After installing the NVIDIA driver and CUDA 12.6 using the runfile method. I attempted to run the deviceQuery sample from the CUDA sample code to verify that everything is set up correctly. Unfortunately, I’m getting the following error:

Copy code

./deviceQuery Starting...

 CUDA Device Query (Runtime API) version (CUDART static linking)

cudaGetDeviceCount returned 3
-> initialization error
Result = FAIL

Troubleshooting Steps I’ve Tried:

  1. Followed Post installation actions In the CUDA Toolkil documentation
  • Run echo $PATH and echo $LD_LIBRARY_PATH to make sure it includes the cuda path.
  1. Verified the NVIDIA Driver Installation:
  • Ran nvidia-smi and nvcc -V to ensure the driver is installed and recognized the GPUs correctly. Everything appears normal in the output.
  1. Checked for Compatibility:
  • Confirmed that CUDA 12.6 is compatible with the NVIDIA driver version 560.x.

Request for Assistance:

Despite these efforts, the issue persists. I would greatly appreciate any insights or suggestions you can provide on how to resolve this issue.

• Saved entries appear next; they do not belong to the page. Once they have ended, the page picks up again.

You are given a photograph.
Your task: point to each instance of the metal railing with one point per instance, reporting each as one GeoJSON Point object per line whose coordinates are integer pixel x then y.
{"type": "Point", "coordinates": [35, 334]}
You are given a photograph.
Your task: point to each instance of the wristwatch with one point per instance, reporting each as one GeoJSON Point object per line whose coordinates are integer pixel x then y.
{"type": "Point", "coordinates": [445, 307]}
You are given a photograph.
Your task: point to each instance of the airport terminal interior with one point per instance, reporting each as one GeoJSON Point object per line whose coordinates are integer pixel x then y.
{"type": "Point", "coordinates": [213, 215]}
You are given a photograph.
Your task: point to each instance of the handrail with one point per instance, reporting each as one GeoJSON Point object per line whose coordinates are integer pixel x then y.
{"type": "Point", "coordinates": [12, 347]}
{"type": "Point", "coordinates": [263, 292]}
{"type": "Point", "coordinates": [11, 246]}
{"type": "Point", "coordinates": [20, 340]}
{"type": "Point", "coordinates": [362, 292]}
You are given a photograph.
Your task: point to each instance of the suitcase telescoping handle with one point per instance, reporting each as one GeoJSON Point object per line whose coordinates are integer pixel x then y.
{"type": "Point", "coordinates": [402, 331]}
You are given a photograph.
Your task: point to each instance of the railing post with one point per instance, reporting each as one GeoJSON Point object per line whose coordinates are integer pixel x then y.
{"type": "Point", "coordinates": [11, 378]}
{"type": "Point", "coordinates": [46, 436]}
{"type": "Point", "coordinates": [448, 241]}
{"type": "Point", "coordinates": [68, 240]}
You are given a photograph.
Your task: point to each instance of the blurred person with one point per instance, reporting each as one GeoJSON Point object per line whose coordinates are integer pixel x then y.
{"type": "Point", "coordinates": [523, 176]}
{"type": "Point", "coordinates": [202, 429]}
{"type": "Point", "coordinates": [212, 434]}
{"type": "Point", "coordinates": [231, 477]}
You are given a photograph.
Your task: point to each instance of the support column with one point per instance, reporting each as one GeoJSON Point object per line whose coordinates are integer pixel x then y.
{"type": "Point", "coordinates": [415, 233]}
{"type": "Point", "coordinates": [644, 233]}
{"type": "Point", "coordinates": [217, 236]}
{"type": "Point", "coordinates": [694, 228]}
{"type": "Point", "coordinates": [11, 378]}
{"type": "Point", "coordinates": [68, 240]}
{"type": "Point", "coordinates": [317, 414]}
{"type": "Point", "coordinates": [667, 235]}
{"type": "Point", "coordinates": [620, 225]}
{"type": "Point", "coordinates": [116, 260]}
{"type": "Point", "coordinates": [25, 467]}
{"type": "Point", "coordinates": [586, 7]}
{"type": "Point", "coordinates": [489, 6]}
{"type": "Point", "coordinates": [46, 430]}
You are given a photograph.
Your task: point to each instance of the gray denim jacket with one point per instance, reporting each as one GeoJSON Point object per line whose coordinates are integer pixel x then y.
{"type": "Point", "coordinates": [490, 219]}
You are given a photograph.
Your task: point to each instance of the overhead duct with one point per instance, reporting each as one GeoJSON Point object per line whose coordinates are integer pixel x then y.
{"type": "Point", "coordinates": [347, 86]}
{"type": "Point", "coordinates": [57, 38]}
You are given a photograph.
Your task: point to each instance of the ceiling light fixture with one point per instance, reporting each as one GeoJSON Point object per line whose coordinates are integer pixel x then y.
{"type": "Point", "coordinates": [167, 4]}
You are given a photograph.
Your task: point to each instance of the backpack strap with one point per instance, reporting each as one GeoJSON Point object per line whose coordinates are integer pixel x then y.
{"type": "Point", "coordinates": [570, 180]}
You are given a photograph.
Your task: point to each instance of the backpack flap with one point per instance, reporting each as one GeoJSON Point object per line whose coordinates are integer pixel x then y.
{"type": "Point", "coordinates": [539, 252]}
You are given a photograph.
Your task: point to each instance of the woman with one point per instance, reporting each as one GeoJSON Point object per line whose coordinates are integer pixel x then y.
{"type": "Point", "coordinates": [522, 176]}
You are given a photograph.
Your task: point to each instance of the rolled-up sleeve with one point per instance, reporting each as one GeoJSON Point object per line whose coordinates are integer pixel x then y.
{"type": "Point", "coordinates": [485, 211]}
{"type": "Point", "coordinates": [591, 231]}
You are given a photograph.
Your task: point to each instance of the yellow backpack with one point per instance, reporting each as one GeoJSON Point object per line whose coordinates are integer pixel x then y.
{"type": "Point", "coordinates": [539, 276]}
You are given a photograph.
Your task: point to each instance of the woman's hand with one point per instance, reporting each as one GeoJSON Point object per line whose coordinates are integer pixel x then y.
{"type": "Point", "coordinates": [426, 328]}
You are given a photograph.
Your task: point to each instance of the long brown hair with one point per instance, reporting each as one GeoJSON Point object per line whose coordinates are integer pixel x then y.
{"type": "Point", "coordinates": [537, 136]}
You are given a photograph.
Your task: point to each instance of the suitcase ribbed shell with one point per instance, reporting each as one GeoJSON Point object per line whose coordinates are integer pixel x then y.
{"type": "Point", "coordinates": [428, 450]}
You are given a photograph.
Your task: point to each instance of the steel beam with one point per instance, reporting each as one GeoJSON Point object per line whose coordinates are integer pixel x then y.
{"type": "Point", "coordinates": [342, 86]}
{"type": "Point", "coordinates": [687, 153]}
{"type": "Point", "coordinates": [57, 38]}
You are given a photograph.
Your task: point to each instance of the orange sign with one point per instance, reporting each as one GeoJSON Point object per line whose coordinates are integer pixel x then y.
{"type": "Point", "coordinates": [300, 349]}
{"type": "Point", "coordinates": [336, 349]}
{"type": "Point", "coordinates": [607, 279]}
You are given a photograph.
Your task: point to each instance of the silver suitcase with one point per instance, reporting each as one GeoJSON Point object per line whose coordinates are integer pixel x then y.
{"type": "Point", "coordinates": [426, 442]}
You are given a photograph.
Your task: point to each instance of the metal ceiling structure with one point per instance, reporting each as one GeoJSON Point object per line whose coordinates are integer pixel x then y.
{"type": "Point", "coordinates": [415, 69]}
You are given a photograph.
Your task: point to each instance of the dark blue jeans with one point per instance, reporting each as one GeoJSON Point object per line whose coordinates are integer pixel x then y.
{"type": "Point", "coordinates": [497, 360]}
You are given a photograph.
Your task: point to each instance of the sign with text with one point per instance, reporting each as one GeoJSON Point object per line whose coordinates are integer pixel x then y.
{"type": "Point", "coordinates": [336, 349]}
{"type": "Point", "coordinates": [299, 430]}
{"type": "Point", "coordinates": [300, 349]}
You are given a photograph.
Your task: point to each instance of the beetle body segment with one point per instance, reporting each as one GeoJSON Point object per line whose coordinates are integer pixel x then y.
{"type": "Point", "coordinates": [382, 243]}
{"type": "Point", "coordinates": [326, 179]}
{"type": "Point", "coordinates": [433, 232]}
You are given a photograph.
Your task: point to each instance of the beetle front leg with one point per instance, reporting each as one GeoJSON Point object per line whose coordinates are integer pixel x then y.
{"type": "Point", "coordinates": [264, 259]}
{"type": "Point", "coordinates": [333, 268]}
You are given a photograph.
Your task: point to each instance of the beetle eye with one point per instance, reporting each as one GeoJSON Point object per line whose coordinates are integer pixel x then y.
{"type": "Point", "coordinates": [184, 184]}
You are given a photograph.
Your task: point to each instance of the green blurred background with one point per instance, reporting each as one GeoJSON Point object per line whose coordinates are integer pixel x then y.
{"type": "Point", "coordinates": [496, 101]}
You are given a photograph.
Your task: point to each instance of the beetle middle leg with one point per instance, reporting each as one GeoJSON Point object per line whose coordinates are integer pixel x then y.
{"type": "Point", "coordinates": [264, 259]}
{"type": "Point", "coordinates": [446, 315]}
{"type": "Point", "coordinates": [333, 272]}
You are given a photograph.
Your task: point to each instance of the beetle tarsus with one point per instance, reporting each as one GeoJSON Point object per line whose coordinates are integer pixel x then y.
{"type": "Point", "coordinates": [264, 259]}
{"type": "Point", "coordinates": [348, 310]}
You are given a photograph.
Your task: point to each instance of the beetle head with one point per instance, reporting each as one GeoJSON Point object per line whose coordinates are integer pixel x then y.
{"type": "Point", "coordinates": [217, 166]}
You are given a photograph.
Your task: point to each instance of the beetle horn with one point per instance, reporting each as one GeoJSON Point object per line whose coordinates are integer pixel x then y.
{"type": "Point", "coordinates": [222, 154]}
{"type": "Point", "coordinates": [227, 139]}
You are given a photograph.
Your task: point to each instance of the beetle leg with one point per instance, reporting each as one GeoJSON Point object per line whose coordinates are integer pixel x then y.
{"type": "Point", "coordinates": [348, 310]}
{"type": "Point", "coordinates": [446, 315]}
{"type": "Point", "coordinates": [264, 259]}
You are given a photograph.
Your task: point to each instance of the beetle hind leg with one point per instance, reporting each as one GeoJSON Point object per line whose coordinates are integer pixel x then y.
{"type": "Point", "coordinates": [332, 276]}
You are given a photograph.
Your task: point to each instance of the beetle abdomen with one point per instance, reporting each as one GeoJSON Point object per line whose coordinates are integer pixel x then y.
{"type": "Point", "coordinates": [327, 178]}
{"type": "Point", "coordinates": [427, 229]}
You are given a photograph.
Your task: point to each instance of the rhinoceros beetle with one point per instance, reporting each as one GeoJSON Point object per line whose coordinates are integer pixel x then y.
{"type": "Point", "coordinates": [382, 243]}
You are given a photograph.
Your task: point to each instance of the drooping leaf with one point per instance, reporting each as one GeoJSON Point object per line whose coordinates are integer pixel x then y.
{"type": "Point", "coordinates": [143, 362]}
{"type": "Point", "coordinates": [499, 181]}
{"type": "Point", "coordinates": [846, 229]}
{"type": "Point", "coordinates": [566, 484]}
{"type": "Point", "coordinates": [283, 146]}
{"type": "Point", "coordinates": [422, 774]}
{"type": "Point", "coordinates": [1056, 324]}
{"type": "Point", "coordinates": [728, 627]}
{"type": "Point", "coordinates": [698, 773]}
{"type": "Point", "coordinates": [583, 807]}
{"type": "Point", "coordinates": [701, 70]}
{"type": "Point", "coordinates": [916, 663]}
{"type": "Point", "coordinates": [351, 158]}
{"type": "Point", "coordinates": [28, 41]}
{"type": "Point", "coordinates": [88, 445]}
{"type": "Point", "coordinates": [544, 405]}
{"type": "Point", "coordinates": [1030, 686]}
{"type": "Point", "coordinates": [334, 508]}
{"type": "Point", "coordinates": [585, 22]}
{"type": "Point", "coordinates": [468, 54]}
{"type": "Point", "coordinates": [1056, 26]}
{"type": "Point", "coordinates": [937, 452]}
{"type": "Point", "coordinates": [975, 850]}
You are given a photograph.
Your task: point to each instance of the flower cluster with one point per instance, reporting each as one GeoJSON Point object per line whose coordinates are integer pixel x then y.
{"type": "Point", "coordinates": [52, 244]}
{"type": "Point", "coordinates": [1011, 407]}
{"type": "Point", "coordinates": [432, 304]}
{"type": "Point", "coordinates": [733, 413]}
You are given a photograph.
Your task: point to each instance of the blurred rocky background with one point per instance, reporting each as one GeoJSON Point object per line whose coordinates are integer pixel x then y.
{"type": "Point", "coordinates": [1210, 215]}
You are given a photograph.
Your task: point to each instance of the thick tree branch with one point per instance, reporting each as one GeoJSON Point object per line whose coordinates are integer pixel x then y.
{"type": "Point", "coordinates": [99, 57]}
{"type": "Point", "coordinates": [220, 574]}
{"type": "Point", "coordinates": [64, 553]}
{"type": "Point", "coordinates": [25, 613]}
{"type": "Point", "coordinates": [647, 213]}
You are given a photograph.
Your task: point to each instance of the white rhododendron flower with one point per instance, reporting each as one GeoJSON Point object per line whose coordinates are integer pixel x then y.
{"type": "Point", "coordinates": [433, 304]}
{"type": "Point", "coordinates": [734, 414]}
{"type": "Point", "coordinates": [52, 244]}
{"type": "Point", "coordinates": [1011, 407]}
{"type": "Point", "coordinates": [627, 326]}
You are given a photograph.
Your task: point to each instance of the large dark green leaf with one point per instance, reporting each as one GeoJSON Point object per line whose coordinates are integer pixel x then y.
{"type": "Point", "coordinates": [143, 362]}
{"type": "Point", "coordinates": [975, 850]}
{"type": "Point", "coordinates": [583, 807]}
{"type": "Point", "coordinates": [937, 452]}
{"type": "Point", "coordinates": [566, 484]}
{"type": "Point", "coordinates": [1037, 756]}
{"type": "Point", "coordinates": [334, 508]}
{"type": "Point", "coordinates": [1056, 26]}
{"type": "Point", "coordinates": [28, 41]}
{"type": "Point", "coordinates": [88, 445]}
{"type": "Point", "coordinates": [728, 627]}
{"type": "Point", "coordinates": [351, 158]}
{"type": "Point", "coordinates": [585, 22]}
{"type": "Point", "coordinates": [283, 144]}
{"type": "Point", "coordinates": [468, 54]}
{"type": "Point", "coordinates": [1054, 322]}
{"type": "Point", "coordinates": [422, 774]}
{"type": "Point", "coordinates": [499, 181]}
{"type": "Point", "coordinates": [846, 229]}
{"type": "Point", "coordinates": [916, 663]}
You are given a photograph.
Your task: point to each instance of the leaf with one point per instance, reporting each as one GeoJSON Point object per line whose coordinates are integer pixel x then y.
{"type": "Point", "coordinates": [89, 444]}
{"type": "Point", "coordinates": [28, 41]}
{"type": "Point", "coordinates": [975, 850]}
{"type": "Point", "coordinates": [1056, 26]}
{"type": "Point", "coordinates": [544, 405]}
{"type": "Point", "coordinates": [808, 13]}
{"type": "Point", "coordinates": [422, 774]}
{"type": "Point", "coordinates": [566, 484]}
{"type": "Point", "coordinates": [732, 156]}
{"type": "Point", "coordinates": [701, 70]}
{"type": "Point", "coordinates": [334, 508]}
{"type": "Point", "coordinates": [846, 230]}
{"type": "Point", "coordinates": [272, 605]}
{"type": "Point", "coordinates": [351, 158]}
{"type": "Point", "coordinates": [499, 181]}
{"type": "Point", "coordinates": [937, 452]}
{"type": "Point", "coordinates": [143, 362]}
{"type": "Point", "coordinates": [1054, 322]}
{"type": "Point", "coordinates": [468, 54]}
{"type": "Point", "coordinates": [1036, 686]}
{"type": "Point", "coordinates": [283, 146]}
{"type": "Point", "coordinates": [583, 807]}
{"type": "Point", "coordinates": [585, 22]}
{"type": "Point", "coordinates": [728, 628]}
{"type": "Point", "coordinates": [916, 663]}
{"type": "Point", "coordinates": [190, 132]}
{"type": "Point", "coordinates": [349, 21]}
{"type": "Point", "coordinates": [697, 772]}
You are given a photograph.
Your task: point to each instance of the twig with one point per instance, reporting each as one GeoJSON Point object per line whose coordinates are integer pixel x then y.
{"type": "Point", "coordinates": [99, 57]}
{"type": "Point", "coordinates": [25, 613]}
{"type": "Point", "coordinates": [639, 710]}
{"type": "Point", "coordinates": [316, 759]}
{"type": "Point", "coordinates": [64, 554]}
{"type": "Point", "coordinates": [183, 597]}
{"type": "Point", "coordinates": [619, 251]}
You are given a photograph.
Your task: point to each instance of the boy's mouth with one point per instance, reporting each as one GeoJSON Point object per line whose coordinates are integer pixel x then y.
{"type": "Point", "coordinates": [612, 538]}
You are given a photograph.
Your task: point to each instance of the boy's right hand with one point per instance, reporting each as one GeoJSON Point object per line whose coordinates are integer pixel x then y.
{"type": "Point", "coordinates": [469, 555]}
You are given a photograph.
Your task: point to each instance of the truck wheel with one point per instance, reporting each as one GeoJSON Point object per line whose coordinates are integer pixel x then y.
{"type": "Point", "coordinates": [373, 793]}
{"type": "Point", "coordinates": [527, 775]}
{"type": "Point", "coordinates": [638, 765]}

  • Are there specific logs or diagnostic steps that I should check to identify why CUDA is failing to initialize?

Thank you in advance for your help!

Hello @allison2, I ran into the same problem as you in a g4dn.xlarge with slightly different driver versions and managed to solve it with a simple fix (after many hours of despair).

System Configuration:

  • Server Model: AWS g4dn.xlarge
  • Operating System: Amazon Linux 2
  • Architecture: x86_64
  • NVIDIA Driver Version: 565.57.01
  • CUDA Version: 12.6.85
  • cuDNN Version: (Specify the version if applicable)
  • GPUs: 1

Solution:
The solution that worked for me was switching driver module flavours from open to proprietary. I initially overlooked the Driver Installation step, as the installation of the CUDA Toolkit was apparently correct following the steps, but it showed the same error as you mentioned while running deviceQuery.

Now with proprietary drivers installed CUDA works just fine.

Let me know if this helps or if you found another solution!

1 Like

Hi Jimmy,

Thanks for the tip. I tried downgrading my driver from 560.35.03 to 550.54.14 and cuda version from 12.6 to 12.4. and it works!